Me lo iba explicando según lo desenvolvía y apenas vislumbrado, pude ver antes que me lo colgara al cuello por debajo del jersey, de la camisa, de la camiseta y de la camiseta de tirantes, un cuadradito plastificado, mullido en el centro, color gris. También le oía decir que con él no debería temer más a demonios, brujas, aojadoras-gitanas, ni a otros espíritus malignos. Allí dentro había algo que las monjas de clausura, con sus manos y provisoras, hacían para colgar de los cuellos-niños y preservarles de todo mal. ¿Qué sería tan gran misterio, qué podría haber en aquel cuadradito capaz de ahuyentar de mi todo mal y preservarme en la salud? Además, en palabras maternas, estaba prohibido en absoluto abrir los escapularios pues, a más de ser pecado mortal, sus efectos se disipaban en la atmósfera heterogénea del bien y del mal que lo rodeaba todo. En este caso pudo más la curiosidad que el temor al sacrilegio, y al poco lo abrí, y mi decepción fue tan grande o más que fueran mis expectativas ante aquel descubrimiento, por fin sobrehumano. Una oración como las del catecismo y un corazón de Jesús someramente bordado por legas como los que estaban en las alcobas de mis abuelas. Corazón bordado sobre estampas de Jesús siempre repetido, por apacible inexpresivo, y con el corazón gentilmente transido por una cruz era todo su contenido.

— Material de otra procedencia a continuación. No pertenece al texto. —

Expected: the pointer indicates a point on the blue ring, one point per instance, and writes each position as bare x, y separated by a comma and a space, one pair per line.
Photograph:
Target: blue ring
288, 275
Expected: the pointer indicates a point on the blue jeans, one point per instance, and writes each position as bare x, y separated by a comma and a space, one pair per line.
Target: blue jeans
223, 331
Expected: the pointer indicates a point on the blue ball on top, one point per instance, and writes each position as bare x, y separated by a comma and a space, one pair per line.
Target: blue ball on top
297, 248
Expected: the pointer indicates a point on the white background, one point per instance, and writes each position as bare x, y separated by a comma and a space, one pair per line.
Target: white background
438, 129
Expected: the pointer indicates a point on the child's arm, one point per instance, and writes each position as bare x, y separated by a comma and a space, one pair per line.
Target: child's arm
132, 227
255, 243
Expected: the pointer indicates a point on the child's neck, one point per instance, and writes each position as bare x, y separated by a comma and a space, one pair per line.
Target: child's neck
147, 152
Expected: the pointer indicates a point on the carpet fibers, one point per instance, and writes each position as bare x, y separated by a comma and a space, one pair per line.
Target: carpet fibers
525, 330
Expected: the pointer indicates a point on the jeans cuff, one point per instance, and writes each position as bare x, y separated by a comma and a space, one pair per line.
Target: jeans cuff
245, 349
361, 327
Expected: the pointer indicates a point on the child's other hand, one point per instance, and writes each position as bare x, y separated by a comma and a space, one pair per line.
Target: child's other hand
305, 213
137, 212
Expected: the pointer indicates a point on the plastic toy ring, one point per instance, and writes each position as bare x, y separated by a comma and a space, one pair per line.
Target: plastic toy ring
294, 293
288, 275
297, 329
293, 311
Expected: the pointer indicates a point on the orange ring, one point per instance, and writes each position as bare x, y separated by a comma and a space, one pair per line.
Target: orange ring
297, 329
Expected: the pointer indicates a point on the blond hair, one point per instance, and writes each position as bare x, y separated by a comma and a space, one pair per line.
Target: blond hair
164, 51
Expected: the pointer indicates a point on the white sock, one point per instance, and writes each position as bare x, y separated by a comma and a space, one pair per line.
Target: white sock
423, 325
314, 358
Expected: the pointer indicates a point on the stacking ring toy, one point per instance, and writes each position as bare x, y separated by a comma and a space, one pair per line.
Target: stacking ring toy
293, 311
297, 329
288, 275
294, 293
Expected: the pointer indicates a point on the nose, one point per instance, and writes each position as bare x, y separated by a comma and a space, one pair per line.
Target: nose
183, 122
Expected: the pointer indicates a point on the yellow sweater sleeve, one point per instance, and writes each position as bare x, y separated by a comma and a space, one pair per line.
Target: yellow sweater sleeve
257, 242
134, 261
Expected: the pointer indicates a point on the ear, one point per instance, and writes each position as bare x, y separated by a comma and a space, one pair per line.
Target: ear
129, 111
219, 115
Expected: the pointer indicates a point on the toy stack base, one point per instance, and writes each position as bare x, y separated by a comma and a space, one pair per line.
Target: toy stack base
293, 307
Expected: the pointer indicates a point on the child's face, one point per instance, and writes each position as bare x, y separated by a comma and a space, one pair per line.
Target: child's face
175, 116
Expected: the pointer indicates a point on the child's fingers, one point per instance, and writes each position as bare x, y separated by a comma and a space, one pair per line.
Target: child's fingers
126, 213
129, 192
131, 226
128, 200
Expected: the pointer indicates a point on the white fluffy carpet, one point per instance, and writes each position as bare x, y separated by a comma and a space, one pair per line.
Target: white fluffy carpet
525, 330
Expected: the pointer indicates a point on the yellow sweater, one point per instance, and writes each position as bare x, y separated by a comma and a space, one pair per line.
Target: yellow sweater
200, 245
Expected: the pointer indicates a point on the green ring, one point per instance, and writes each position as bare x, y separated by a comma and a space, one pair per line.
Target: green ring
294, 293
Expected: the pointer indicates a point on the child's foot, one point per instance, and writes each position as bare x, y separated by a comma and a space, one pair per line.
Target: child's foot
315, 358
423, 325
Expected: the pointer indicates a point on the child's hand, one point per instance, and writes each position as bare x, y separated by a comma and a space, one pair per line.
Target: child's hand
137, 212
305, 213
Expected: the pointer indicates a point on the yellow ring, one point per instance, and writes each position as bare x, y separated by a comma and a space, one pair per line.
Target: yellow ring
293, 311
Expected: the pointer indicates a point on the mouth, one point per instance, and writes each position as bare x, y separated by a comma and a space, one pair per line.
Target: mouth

Sentí una tristeza profunda, inexplicable. En realidad me sentí derrotado. No había ninguna esperanza sobrehumana. No había ninguna prueba definitiva. Las monjas no habían utilizado materia divina para la confección de aquellos escapularios. Mis esperanzas por encontrar dentro del escapulario algo diferente por completo de todo lo conocido se evaporaron, dejándome desorientado y con un vacío que me asqueaba y me hacía echar pestes del mundo. Empezaba a desconfiar de un mundo que continuamente me engañaba y se engañaba con aspiraciones insensatas.

Aquella tarde gris plomiza, húmeda, triste del invierno, se me quedó para siempre gravada o clavada como una espina de pena en toda la extensión íntima de mi yo.

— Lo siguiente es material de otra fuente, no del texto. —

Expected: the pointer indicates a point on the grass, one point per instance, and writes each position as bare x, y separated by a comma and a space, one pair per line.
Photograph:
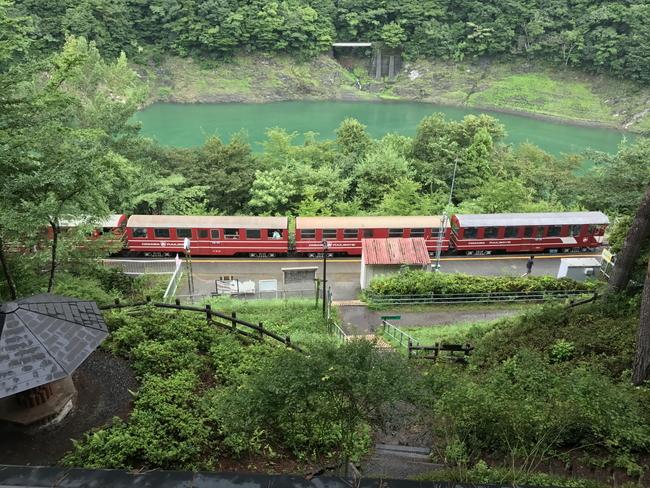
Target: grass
537, 93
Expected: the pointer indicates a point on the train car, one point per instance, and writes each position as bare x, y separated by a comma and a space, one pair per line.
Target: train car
344, 234
528, 232
164, 235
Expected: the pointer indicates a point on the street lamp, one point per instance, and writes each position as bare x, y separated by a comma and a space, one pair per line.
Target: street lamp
445, 215
325, 247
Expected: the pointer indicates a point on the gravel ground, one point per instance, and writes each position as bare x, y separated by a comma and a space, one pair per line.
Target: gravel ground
103, 383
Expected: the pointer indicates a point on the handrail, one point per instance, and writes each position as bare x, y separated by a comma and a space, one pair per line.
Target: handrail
210, 313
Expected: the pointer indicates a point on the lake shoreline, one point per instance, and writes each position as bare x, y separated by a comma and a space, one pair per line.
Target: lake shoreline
566, 98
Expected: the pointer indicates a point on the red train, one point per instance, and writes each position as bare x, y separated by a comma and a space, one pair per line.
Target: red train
167, 235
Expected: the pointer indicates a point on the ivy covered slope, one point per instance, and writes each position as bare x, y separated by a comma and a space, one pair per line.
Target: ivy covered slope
550, 388
422, 282
212, 399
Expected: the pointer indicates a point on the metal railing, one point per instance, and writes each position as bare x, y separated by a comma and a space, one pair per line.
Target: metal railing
433, 298
170, 292
399, 335
138, 267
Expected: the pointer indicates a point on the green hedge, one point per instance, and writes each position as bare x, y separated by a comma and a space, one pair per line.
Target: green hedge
422, 282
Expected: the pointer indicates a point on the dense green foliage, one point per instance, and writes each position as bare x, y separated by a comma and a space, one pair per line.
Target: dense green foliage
604, 37
208, 393
420, 282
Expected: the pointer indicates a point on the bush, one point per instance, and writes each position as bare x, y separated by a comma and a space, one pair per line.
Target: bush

Me gustaban más las herraduras que encontraba por la Ruta de la Plata, ferruginosas y rotas. En ellas no había nada oculto. Las besaba y besaba a ellas. Las tiraba para atrás y caían ellas, en cualquier sitio; pero desde ese sitio, era cierto, que durante algún tiempo estarían prodigando al aire salutíferas emanaciones que me envolverían haciéndome inexpugnable y devolviendo a mi egocentrismo el protagonismo perdido. Gracias sean dadas a los burros. Al burro de la lechera Tati, que me contuvo. A los que aguantaron con su mirada resignada que les hurgara en las narices. A todos los burros gracias sean dadas, por dejar sus herraduras perdidas dándome la suerte que me negaron los escapularios.